When we run tests for sols
(split one long string) and smss
(split many
short strings), they fail with the output suggesting that the strtok
version
produced a different output:
$ make test-sols
diff -q --from-file output/sols-iter output/sols-iter-struct output/sols-strtok
Files output/sols-iter and output/sols-strtok differ
make: *** [Makefile:54: test-sols] Error 1
$ make test-smss
diff -q --from-file output/smss-iter output/smss-iter-struct output/smss-strtok
Files output/smss-iter and output/smss-strtok differ
make: *** [Makefile:54: test-smss] Error 1
This is intentional. Let's see what is different about them in the sols
case:
$ make --silent run > /dev/null
$ wc --lines --total never output/sols-{iter{,-struct},strtok}
1650689 output/sols-iter
1650689 output/sols-iter-struct
1650688 output/sols-strtok
$ diff --from-file output/sols-strtok \
<(head -1650688 output/sols-iter) \
<(head -1650688 output/sols-iter-struct)
$ tail -n 3 output/sols-{iter{,-struct},strtok}
==> output/sols-iter <==
z
z
==> output/sols-iter-struct <==
z
z
==> output/sols-strtok <==
z
z
z
As you can see, strtok
version does not end with an extra white space. This
is because strtok
stops its execution when the last token is the empty
string. The input string as defined in bench.h
ends with a comma as a
delimiter like so: "...z,z,z,". This behavior is indistinguishable from when
the input string ends without a comma: "...z,z,z". I decided to include the
last token in my implementation of iter
and iter-struct
, so that is why it
outputs an excessive empty line at the end.
For the smss
test, you can see that the strtok
version does not output any
white spaces:
$ grep '^$' output/smss-iter | wc -l
1024
$ grep '^$' output/smss-iter-struct | wc -l
1024
$ grep '^$' output/smss-strtok | wc -l
0
$ diff --ignore-blank-lines --from-file output/smss-{iter{,-struct},strtok}
In the implementation of iter
and iter-struct
, you can get this behavior by
not handling the finish
case, thereby freeing a byte-length space in the
stack previously occupied by a boolean flag. I would not necessarily say this
is a bug in strtok
. It is probably more apt to say that the initial interface
ended up being exposed as a public API without caring too much about this
corner case in mind.
Through more digging, i found a SO answer saying:
That's a limitation of strtok. The designers had whitespace-separated tokens in mind.
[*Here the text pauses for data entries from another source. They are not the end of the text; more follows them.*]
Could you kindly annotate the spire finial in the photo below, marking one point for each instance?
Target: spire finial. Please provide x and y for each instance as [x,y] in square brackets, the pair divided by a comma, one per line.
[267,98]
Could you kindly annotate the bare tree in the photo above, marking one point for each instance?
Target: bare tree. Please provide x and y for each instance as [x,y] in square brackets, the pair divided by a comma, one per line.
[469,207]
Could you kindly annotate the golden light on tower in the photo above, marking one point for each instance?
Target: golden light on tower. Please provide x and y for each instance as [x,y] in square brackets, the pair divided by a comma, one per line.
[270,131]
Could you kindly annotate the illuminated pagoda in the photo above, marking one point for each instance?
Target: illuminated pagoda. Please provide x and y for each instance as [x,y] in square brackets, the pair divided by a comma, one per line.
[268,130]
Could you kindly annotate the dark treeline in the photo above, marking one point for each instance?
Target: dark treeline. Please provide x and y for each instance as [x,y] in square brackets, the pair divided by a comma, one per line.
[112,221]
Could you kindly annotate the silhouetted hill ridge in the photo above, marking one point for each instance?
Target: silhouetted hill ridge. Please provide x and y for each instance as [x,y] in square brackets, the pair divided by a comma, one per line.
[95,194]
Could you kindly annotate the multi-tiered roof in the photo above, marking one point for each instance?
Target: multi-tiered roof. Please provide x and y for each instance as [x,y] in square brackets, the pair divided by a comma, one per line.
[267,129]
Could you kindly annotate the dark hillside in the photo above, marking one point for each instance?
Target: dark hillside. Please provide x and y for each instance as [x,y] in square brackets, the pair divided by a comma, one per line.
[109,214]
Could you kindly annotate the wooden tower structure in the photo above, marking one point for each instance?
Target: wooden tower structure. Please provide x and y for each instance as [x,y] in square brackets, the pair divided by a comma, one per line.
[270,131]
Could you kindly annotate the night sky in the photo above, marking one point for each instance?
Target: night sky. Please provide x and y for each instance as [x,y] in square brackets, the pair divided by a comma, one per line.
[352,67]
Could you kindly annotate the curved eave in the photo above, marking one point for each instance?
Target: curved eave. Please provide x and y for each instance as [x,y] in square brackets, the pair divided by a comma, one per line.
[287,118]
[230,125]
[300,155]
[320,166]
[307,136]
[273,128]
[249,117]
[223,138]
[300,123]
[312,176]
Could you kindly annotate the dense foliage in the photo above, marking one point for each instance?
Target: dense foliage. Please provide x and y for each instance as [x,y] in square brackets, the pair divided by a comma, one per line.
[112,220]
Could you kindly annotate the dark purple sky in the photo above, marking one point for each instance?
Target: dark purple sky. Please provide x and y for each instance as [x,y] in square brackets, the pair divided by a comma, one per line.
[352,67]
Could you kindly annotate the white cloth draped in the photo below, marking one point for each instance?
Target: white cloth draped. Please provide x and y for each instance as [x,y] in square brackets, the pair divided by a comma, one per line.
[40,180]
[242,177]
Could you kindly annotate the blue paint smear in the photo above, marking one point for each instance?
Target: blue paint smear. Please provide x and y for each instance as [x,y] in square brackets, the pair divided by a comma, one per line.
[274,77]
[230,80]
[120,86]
In the same thread, strsep(3)
function is mentioned, and the man page of
which states that:
The strsep() function was introduced as a replacement for strtok(3), since the latter cannot handle empty fields. However, strtok(3) conforms to C89/C99 and hence is more portable.
delimited-ext.c
has a struct definition for
DelimitedIter2
, which accepts multiple delimiters.